21st Chief Justice of Virginia
- In office October 1, 1969 – September 30, 1974
- Preceded by: John W. Eggleston
- Succeeded by: Lawrence W. I'Anson

Justice of the Supreme Court of Virginia
- In office January 14, 1957 – September 30, 1974
- Preceded by: Lemuel F. Smith
- Succeeded by: A. Christian Compton

Personal details
- Born: June 16, 1903 Richmond, Virginia, U.S.
- Died: December 23, 1987 (aged 84) Henrico County, Virginia, U.S.
- Resting place: Hollywood Cemetery
- Spouse: Elizabeth Somerville Call
- Children: 1
- Alma mater: University of Richmond (BA) T. C. Williams Law School (LLB)

= Harold Fleming Snead =

American judge (1903–1987)

Harold Fleming Snead (June 16, 1903 – December 23, 1987) was an American agricultural supply store owner and justice of the Supreme Court of Appeals of Virginia.

==Early life==
Harold Fleming Snead was born on June 16, 1903, in Richmond, Virginia. He graduated from the University of Richmond with a Bachelor of Arts in 1925 and a Bachelor of Laws from T. C. Williams Law School at the University of Richmond in 1929. He was student body president at the University of Richmond and at its law school. He received the best all-around graduate award in 1929. He was a member of Omicron Delta Kappa and Delta Theta Phi.

==Career==
In 1933, Snead was appointed assistant trial justice of Henrico County. From 1935 to 1948, he was trial judge in Henrico County and, in 1948, was appointed judge of the Tenth Judicial Circuit.
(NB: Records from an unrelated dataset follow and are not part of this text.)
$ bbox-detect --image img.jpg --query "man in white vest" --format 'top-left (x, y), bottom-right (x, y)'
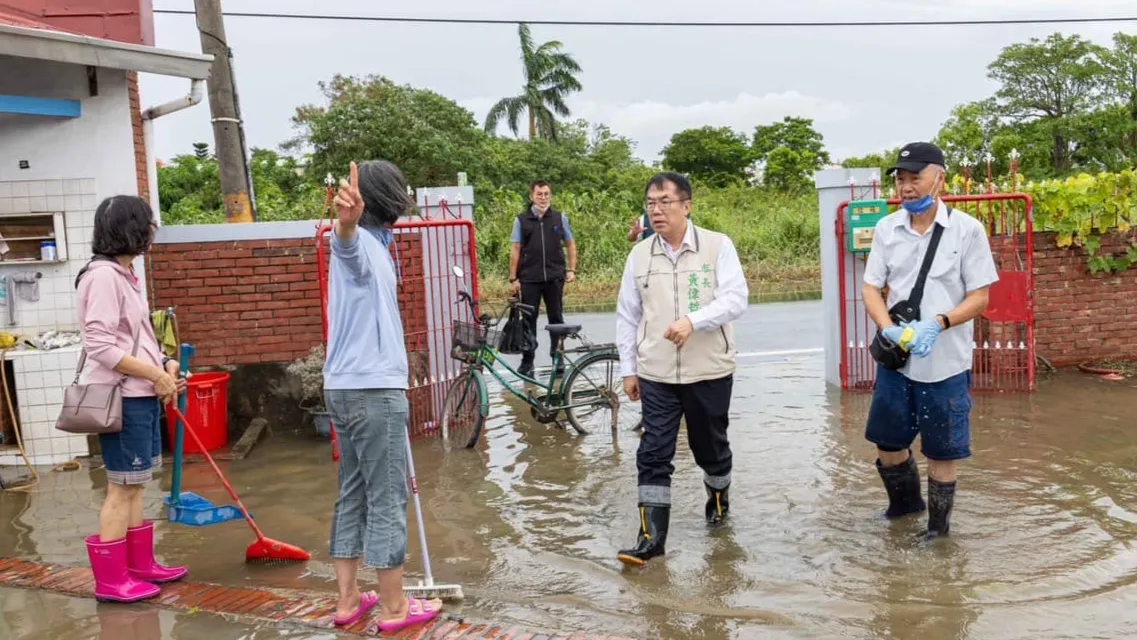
top-left (614, 172), bottom-right (749, 566)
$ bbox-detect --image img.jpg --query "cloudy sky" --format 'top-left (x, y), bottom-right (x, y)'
top-left (139, 0), bottom-right (1134, 175)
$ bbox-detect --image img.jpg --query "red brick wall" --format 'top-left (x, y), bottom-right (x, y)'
top-left (1030, 230), bottom-right (1137, 366)
top-left (148, 238), bottom-right (323, 365)
top-left (146, 233), bottom-right (432, 368)
top-left (147, 232), bottom-right (437, 431)
top-left (127, 72), bottom-right (149, 199)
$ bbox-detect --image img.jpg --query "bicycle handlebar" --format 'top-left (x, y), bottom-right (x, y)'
top-left (455, 290), bottom-right (534, 326)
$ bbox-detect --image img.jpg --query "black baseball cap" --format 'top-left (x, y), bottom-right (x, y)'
top-left (886, 142), bottom-right (945, 175)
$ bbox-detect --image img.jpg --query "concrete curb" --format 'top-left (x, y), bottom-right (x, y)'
top-left (0, 557), bottom-right (636, 639)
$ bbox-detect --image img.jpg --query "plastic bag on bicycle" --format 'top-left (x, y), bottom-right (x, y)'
top-left (498, 302), bottom-right (537, 355)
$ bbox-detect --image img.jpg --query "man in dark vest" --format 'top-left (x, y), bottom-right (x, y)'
top-left (509, 180), bottom-right (578, 378)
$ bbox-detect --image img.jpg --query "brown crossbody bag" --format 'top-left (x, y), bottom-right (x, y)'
top-left (55, 316), bottom-right (143, 435)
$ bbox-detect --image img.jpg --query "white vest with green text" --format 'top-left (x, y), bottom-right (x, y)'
top-left (631, 225), bottom-right (737, 384)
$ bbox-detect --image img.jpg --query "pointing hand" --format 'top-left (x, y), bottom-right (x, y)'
top-left (334, 161), bottom-right (365, 228)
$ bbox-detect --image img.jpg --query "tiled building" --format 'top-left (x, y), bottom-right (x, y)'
top-left (0, 3), bottom-right (211, 466)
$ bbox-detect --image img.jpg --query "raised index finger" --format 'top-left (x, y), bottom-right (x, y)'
top-left (349, 161), bottom-right (359, 188)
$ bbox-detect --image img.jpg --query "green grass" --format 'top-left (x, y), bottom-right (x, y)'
top-left (480, 265), bottom-right (820, 313)
top-left (473, 184), bottom-right (821, 310)
top-left (161, 180), bottom-right (824, 310)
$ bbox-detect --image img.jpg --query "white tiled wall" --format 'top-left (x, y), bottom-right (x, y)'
top-left (0, 347), bottom-right (87, 466)
top-left (0, 178), bottom-right (97, 335)
top-left (0, 178), bottom-right (98, 466)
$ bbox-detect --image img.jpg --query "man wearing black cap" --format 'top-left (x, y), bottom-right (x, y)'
top-left (861, 141), bottom-right (999, 539)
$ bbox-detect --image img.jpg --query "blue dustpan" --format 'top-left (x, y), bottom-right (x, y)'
top-left (165, 491), bottom-right (249, 527)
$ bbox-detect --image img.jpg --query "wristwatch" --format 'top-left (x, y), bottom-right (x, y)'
top-left (937, 313), bottom-right (951, 329)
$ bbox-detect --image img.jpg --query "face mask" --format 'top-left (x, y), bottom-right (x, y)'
top-left (900, 174), bottom-right (941, 214)
top-left (901, 195), bottom-right (935, 214)
top-left (368, 227), bottom-right (394, 247)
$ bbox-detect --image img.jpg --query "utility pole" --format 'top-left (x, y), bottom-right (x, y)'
top-left (194, 0), bottom-right (255, 223)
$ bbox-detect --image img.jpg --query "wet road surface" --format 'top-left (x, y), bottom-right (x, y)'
top-left (0, 585), bottom-right (354, 639)
top-left (4, 300), bottom-right (1137, 639)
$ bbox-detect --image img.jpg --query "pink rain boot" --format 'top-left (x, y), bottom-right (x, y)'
top-left (85, 535), bottom-right (161, 603)
top-left (126, 521), bottom-right (188, 583)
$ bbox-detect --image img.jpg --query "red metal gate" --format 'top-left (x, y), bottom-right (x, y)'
top-left (315, 197), bottom-right (481, 441)
top-left (836, 193), bottom-right (1035, 392)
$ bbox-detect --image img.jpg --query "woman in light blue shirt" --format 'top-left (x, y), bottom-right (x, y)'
top-left (324, 160), bottom-right (443, 632)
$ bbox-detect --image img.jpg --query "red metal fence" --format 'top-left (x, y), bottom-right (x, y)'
top-left (836, 193), bottom-right (1036, 392)
top-left (316, 207), bottom-right (481, 442)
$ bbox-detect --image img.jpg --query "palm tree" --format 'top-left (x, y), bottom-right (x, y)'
top-left (484, 23), bottom-right (583, 142)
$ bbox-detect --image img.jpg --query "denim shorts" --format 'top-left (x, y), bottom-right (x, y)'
top-left (99, 396), bottom-right (163, 485)
top-left (865, 365), bottom-right (973, 461)
top-left (324, 388), bottom-right (409, 570)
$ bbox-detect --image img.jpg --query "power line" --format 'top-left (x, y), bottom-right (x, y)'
top-left (151, 9), bottom-right (1137, 28)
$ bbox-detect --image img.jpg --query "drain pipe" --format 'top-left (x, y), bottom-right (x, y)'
top-left (139, 79), bottom-right (205, 301)
top-left (141, 79), bottom-right (205, 224)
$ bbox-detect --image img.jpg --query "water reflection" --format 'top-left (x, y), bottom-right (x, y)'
top-left (3, 352), bottom-right (1137, 639)
top-left (96, 605), bottom-right (162, 640)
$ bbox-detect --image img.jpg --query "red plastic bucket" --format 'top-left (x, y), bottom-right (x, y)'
top-left (166, 371), bottom-right (230, 454)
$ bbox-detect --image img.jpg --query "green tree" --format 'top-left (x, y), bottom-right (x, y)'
top-left (158, 148), bottom-right (326, 223)
top-left (934, 100), bottom-right (1000, 165)
top-left (752, 116), bottom-right (831, 193)
top-left (192, 142), bottom-right (210, 160)
top-left (840, 150), bottom-right (892, 172)
top-left (247, 148), bottom-right (326, 221)
top-left (474, 120), bottom-right (649, 198)
top-left (986, 33), bottom-right (1108, 172)
top-left (286, 74), bottom-right (486, 189)
top-left (157, 152), bottom-right (221, 221)
top-left (484, 23), bottom-right (583, 142)
top-left (1101, 32), bottom-right (1137, 158)
top-left (660, 126), bottom-right (751, 186)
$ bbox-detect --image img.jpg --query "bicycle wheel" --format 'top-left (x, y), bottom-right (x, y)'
top-left (440, 369), bottom-right (489, 449)
top-left (563, 351), bottom-right (641, 435)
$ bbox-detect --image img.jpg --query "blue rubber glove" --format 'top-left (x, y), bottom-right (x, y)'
top-left (881, 324), bottom-right (907, 346)
top-left (908, 319), bottom-right (942, 357)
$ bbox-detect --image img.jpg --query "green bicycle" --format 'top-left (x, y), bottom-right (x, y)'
top-left (440, 265), bottom-right (641, 449)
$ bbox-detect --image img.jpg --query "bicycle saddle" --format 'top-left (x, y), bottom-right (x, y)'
top-left (545, 324), bottom-right (582, 338)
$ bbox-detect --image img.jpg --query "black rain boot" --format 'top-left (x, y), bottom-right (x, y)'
top-left (705, 483), bottom-right (730, 527)
top-left (876, 452), bottom-right (927, 519)
top-left (617, 504), bottom-right (669, 566)
top-left (518, 353), bottom-right (535, 378)
top-left (924, 477), bottom-right (956, 539)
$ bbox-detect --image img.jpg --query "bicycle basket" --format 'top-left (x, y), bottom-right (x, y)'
top-left (451, 321), bottom-right (503, 354)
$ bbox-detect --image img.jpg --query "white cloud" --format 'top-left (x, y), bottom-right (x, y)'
top-left (463, 91), bottom-right (856, 161)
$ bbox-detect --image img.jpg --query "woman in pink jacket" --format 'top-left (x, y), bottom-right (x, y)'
top-left (76, 195), bottom-right (187, 603)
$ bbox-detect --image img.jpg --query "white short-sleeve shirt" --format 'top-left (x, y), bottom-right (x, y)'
top-left (862, 200), bottom-right (1000, 383)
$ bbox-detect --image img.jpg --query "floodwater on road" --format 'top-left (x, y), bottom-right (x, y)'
top-left (4, 301), bottom-right (1137, 639)
top-left (0, 586), bottom-right (350, 639)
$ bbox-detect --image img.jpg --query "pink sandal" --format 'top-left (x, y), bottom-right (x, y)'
top-left (376, 597), bottom-right (441, 633)
top-left (333, 591), bottom-right (379, 626)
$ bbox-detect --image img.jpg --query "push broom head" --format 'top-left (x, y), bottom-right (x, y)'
top-left (246, 537), bottom-right (311, 564)
top-left (403, 582), bottom-right (464, 602)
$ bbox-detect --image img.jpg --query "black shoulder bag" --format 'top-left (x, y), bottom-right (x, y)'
top-left (498, 298), bottom-right (537, 355)
top-left (869, 209), bottom-right (950, 371)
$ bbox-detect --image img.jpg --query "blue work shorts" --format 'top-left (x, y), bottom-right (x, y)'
top-left (864, 365), bottom-right (973, 461)
top-left (98, 396), bottom-right (163, 485)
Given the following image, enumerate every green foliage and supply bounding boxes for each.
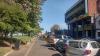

Snead remained at the circuit court until he was appointed to the Supreme Court of Appeals of Virginia by Governor Thomas B. Stanley on November 21, 1956, succeeding Lemuel F. Smith. He took office on January 14, 1957, and was subsequently elected on January 20, 1958. He was again elected on March 6, 1964. With the retirement of John W. Eggleston on October 1, 1969, he became chief justice. He was the first native Richmonder ever to fill that position. During his tenure, Williamsburg was selected as the headquarters for the National Center for State Courts. Snead served on the Supreme Court until he retired on September 30, 1974. Upon his retirement, Governor Mills E. Godwin Jr. described Snead as "a popular, able and truly outstanding jurist".

Snead led the Association of Trial Justices of Virginia and the Judicial Conference of Virginia.

==Personal life==
Snead married Elizabeth Somerville Call. They had one daughter, Elizabeth Call. He died on December 23, 1987 at his home in Henrico County. He was buried in Hollywood Cemetery.

==Awards==
In 1972, Snead received the distinguished service award of the Virginia Trial Lawyers Association.